Americans picked up the pace of spending in January as the threat of omicron faded and there was some easing of supply shortages.
Retail sales surged a seasonally adjusted 3.8% last month over December, whizzing past the projections of most economists. That compared to the prior month when sales slid 2.5% according to revised figures released Wednesday by the U.S. Commerce Department.
Surging inflation likely pumped up the numbers further in January.
Retail sales were up across the spectrum. Sales at general merchandise stores rose 3.6%, while department stores saw business up 9.2%. Sales at furniture and home furnishings stores rose 7.2%. Online sales surged 14.5%. However, restaurants saw a 0.9% decline from the month before likely as consumers refrained from going out to eat for fear of catching the virus.

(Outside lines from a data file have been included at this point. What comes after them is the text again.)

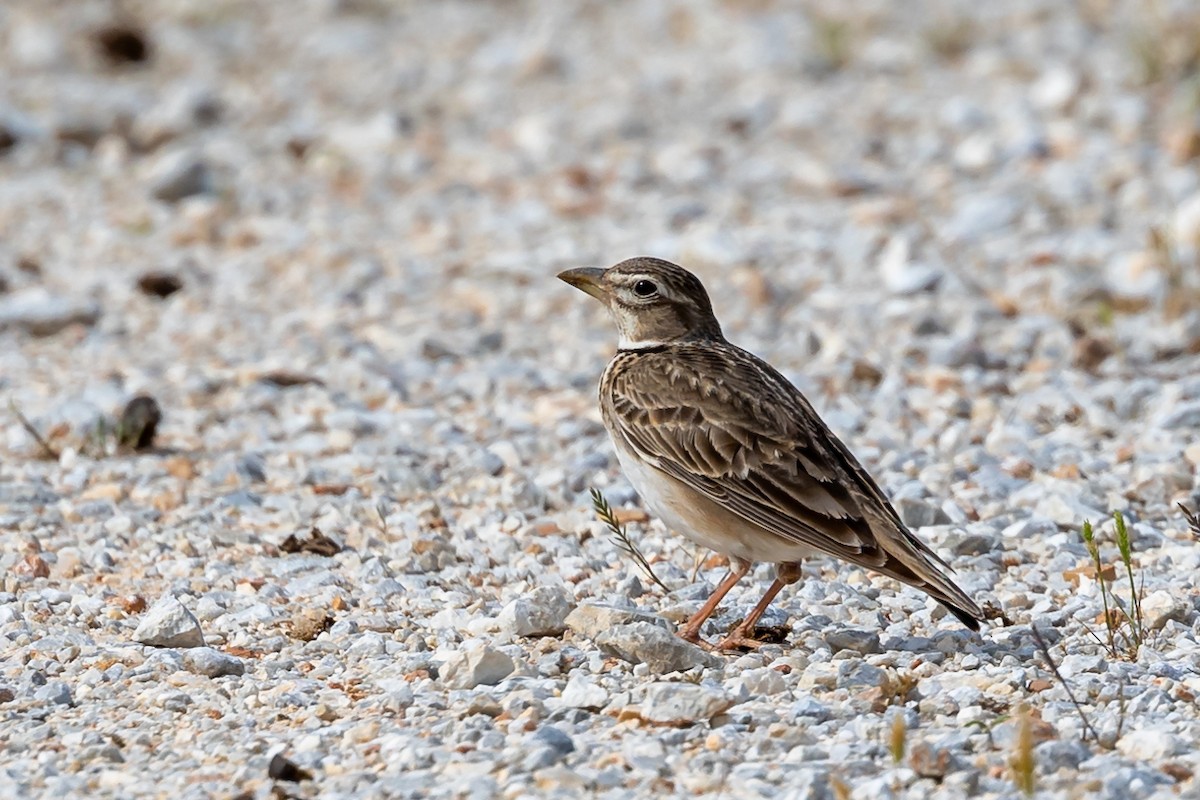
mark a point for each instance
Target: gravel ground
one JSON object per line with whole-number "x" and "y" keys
{"x": 322, "y": 234}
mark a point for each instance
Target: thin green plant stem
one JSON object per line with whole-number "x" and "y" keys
{"x": 1126, "y": 548}
{"x": 621, "y": 536}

Gasoline sales fell 1.3% last month, possibly a result of the cost and cases of omicron, which rose in tandem, according to Bankrate.com senior industry analyst Ted Rossman.

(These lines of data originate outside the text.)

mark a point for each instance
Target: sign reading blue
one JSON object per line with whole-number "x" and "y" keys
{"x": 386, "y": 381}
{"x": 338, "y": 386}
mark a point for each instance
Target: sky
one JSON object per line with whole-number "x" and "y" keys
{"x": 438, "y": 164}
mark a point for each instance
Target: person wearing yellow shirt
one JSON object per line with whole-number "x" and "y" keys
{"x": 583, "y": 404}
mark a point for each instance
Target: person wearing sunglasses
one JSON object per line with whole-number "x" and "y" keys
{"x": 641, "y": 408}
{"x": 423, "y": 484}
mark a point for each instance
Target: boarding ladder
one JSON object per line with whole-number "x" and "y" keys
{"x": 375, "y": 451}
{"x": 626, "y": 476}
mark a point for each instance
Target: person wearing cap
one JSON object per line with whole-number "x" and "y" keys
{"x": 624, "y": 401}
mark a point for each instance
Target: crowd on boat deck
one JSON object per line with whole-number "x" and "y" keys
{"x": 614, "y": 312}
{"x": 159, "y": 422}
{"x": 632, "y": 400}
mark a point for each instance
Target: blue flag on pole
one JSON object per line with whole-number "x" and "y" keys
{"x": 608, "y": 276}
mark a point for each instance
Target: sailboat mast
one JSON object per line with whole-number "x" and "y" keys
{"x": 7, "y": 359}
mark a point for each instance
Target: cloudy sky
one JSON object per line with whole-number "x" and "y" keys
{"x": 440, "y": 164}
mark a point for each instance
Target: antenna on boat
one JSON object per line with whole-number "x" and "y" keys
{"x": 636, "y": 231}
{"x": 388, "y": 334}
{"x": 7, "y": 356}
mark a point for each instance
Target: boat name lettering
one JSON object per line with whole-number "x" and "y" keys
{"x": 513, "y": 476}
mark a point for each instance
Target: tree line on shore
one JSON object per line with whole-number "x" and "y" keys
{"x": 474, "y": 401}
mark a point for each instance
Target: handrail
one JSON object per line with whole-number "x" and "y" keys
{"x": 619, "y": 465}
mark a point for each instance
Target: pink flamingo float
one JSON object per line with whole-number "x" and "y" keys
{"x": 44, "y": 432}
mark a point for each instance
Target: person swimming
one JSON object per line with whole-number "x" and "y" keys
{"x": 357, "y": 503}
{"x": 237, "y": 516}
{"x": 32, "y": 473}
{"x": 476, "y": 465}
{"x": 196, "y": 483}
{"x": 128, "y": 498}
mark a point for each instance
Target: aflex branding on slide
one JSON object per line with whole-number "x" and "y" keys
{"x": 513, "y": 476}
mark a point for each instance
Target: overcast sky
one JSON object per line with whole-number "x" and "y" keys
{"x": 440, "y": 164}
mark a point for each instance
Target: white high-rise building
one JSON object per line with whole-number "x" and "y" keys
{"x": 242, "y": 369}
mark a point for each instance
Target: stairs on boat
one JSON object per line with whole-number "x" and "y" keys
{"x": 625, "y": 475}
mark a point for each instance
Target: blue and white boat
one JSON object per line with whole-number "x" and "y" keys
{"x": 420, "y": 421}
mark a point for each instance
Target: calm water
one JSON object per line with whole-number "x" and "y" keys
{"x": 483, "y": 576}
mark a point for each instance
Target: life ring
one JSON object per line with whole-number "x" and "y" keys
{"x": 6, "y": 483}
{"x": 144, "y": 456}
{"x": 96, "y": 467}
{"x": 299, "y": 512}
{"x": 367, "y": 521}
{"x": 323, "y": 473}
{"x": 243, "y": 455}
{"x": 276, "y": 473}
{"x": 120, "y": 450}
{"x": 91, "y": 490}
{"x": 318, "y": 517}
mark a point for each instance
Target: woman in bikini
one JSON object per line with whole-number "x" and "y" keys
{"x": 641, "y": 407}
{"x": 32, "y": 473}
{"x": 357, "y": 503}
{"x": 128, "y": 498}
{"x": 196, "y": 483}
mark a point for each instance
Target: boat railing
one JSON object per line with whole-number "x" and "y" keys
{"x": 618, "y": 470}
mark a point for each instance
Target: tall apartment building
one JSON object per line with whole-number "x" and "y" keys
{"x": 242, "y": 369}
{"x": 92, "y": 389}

On a year-over-year basis, retail and food services ere up 13%. Year-over-year sales at gasoline stations (33.4%) and clothing retailers (22%) also showed major increases.
The omicron variant that emerged in late November caused widespread worker shortages with so many people calling out sick. Yet the wave of the most recent variant appears to have been short-lived and infections began to decline by mid-January as fast as they rose late last year. Cases have plunged from 436,000 a day two weeks ago to 136,000 Monday.
What is rising is inflation, reaching heights not seen in four decades to wipe out pay raises and potentially eliciting a more forceful response from Federal Reserve, which is expected to begin raising interest rates to cool the economy.
Yet, volatility in retail sales data is emerging after the pandemic and as related supply crunches drastically altered the behavior of Americans, particularly at the end of 2021. Major retailers companies urged people to shop early to avoid shortages and Americans did, in massive numbers.
After sales rose in October and November, there was a significant spending downturn in December, a month traditionally very big for retail.
By January, despite inflation in headlines everywhere, Americans appeared ready to renew spending.
Consumer prices soared 7.5% last month compared with January 2021, the steepest year-over-year increase since February 1982 as the U.S. economy raced out of pandemic-induced recession. Americans, many flush with cash and ready to spend, collided with a lack of supply as surging demand created global supply chain backups, pushing prices higher still.
The retail report released Wednesday covers only about a third of overall consumer spending and doesn’t include services such as haircuts, hotel stays and plane tickets.